O colunista Cláudio Humberto foi condenado a pagar R$ 3 mil ao ex-diretor de Comunicação William França por comentário preconceituoso

O jornalista Cláudio Humberto foi condenado a pagar R$ 3 mil de indenização por danos morais ao ex-diretor de Comunicação da Câmara dos Deputados William França Cordeiro.
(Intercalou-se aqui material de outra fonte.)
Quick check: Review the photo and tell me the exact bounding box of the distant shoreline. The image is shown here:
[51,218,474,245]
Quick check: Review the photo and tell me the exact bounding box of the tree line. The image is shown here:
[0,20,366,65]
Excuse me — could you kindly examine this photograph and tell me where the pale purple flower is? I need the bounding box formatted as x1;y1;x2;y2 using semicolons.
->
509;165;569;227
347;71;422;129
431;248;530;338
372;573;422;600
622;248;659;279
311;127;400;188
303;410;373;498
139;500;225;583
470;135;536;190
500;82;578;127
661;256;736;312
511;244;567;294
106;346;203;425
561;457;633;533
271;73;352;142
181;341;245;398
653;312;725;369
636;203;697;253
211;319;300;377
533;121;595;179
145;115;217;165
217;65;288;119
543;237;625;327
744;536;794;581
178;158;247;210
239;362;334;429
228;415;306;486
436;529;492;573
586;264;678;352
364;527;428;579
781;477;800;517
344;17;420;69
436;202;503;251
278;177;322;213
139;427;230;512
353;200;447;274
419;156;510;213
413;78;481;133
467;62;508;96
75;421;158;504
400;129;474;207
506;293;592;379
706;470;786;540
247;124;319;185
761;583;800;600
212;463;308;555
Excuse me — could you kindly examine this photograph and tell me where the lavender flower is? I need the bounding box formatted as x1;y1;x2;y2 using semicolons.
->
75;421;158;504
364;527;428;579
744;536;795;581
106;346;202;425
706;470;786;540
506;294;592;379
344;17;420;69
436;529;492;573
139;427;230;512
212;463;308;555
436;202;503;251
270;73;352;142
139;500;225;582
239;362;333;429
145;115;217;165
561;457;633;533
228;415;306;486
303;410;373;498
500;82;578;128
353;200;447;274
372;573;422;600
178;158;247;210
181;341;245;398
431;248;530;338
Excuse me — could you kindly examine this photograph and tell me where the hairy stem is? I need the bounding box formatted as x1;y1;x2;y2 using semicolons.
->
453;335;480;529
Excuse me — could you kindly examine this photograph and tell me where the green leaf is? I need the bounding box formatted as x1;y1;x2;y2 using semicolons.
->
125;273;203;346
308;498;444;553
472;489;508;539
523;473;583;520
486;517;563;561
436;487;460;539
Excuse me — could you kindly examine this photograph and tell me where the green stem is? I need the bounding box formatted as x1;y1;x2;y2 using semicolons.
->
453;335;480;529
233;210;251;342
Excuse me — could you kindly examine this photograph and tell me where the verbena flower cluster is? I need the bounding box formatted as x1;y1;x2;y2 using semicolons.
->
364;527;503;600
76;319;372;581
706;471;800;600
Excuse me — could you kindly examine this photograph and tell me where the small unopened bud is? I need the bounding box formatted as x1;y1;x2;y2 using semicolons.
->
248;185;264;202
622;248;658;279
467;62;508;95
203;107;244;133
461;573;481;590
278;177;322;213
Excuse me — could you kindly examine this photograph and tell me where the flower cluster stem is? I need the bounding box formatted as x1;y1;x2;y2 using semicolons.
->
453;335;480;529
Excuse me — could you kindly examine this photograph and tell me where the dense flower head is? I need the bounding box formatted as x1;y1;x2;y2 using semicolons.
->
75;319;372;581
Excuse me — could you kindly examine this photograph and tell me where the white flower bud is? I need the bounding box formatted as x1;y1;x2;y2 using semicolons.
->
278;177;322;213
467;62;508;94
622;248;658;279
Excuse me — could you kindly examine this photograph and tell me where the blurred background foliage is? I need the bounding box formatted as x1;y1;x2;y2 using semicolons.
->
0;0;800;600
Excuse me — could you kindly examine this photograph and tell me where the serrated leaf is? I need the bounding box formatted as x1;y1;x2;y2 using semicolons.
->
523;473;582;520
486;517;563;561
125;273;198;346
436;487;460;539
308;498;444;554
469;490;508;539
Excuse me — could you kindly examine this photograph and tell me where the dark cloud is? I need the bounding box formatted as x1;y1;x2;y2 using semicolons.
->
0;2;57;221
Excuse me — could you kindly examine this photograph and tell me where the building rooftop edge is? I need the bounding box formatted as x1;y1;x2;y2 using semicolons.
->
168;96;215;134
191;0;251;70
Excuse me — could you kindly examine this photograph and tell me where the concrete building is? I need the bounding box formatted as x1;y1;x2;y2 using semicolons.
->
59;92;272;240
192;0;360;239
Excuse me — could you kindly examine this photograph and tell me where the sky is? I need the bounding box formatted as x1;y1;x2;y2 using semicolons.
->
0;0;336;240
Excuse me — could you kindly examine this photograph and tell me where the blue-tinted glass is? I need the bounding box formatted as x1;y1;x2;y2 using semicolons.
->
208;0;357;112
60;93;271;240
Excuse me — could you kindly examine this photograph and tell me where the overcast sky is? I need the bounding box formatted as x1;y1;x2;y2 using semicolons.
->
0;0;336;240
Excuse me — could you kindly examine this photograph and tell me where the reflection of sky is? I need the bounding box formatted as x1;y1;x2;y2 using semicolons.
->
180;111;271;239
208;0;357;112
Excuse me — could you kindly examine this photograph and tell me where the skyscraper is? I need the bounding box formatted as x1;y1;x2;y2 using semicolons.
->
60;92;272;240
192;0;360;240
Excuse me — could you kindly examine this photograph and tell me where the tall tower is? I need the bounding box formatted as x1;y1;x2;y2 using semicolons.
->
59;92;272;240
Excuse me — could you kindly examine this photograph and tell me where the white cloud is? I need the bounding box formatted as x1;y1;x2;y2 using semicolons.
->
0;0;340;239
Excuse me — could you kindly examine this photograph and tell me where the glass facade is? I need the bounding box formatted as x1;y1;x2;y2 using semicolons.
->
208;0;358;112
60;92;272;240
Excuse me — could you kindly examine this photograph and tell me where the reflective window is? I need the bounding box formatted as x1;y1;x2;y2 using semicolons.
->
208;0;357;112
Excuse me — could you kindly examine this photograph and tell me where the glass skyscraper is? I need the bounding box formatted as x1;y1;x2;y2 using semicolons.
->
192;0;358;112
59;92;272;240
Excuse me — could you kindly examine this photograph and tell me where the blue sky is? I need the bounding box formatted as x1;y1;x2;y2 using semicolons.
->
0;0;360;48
A sentença condenatória do juiz da 11ª Vara Cível de Brasília foi confirmada, em grau de recurso, pela 1ª Turma Cível do Tribunal de Justiça do Distrito Federal e Territórios.

No pedido de indenização, o ex-diretor afirmou que foi vítima de agressões verbais em duas matérias jornalísticas veiculadas na coluna de Claudio Humberto na internet e na rádio BandNews FM, ambas no ano de 2008.
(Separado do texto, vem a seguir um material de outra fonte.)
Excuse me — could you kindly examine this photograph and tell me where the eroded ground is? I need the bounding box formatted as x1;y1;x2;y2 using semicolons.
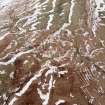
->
0;0;105;105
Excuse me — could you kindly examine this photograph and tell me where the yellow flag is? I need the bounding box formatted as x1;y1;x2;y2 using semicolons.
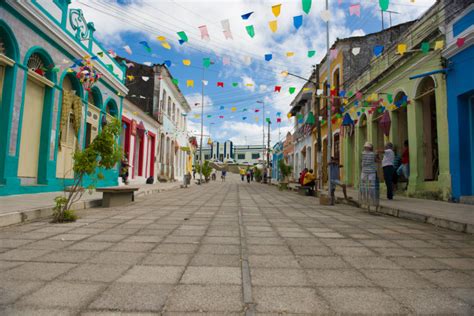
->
272;4;281;18
398;44;407;55
268;20;278;33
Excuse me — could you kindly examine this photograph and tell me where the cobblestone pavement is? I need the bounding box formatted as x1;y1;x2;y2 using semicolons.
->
0;178;474;315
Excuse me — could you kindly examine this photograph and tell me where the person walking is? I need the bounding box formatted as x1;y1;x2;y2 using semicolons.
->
359;142;379;213
382;143;395;200
239;168;245;181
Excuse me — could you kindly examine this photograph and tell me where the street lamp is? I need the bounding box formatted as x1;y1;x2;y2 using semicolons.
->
257;100;265;168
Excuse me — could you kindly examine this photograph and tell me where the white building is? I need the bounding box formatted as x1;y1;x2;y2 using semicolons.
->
153;65;191;180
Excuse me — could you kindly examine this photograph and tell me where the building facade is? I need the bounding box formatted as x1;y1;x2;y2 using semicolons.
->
443;4;474;204
0;0;128;195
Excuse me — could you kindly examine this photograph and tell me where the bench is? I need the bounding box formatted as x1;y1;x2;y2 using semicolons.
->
296;185;314;196
96;187;138;207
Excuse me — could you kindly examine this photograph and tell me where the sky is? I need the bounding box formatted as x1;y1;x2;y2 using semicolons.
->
70;0;435;145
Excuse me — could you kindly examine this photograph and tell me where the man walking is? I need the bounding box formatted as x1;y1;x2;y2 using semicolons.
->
382;143;395;200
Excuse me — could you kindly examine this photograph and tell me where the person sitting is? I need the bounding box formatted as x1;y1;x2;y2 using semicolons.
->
303;169;316;193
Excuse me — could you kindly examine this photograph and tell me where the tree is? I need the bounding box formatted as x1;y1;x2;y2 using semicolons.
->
53;119;122;222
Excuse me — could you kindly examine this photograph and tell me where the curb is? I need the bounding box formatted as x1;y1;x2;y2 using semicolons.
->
0;185;179;227
336;197;474;234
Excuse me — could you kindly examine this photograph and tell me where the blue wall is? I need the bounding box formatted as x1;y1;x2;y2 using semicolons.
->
446;45;474;200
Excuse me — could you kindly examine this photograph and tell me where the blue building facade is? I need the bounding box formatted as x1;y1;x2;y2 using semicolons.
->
0;0;127;196
272;142;283;181
443;4;474;203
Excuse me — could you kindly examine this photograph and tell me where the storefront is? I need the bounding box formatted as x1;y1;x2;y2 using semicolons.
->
0;0;127;195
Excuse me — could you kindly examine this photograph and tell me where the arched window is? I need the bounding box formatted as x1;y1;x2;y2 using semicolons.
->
18;47;55;183
415;77;439;181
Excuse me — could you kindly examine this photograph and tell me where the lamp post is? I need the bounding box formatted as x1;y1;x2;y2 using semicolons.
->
257;100;265;168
Na primeira, em 10/1/2008, publicada no site do jornalista, sob o título "Bye, bye", o jornalista faz menção à exoneração de William do cargo de chefe de Comunicação da Câmara e afirma que os seguranças daquela casa não terão mais a quem chamar de “superpoderosa”. Na segunda, veiculada no programa de rádio BandNews Gente de Brasília, Cláudio Humberto trava diálogo com outros dois jornalistas, no qual critica a ação da polícia legislativa que proibiu a entrada de um dos integrantes do programa CQC na casa parlamentar.

Em contestação, Cláudio Humberto afirmou que as matérias são de cunho exclusivamente informativo e defendeu a prevalência no caso dos princípios constitucionais da liberdade de imprensa e da livre manifestação do pensamento.

O juiz de 1ª Instância concordou, em parte, com a tese do autor e sentenciou pela incidência do dano moral em relação à primeira matéria, a qual, segundo ele, extrapolou o dever de informar: “Evidencia-se que o texto transcrito contém conteúdo ofensivo à honra do autor e ultrapassa os limites legais e constitucionais da liberdade de imprensa, ao lhe atribuir a alcunha de ‘superpoderosa’ com intenção evidente de ofender e de expor ao ridículo. Macular a honra de profissionais, de forma a relacioná-los com possível preconceito de preferência sexual, é considerado fato relevante à luz e força dos preceitos éticos das normas jurídicas e dos ditames da Justiça na esfera cível.” Em relação à segunda matéria, o juiz entendeu que não houve dano moral.

A 1ª Turma Cível manteve na íntegra a decisão de 1º Grau.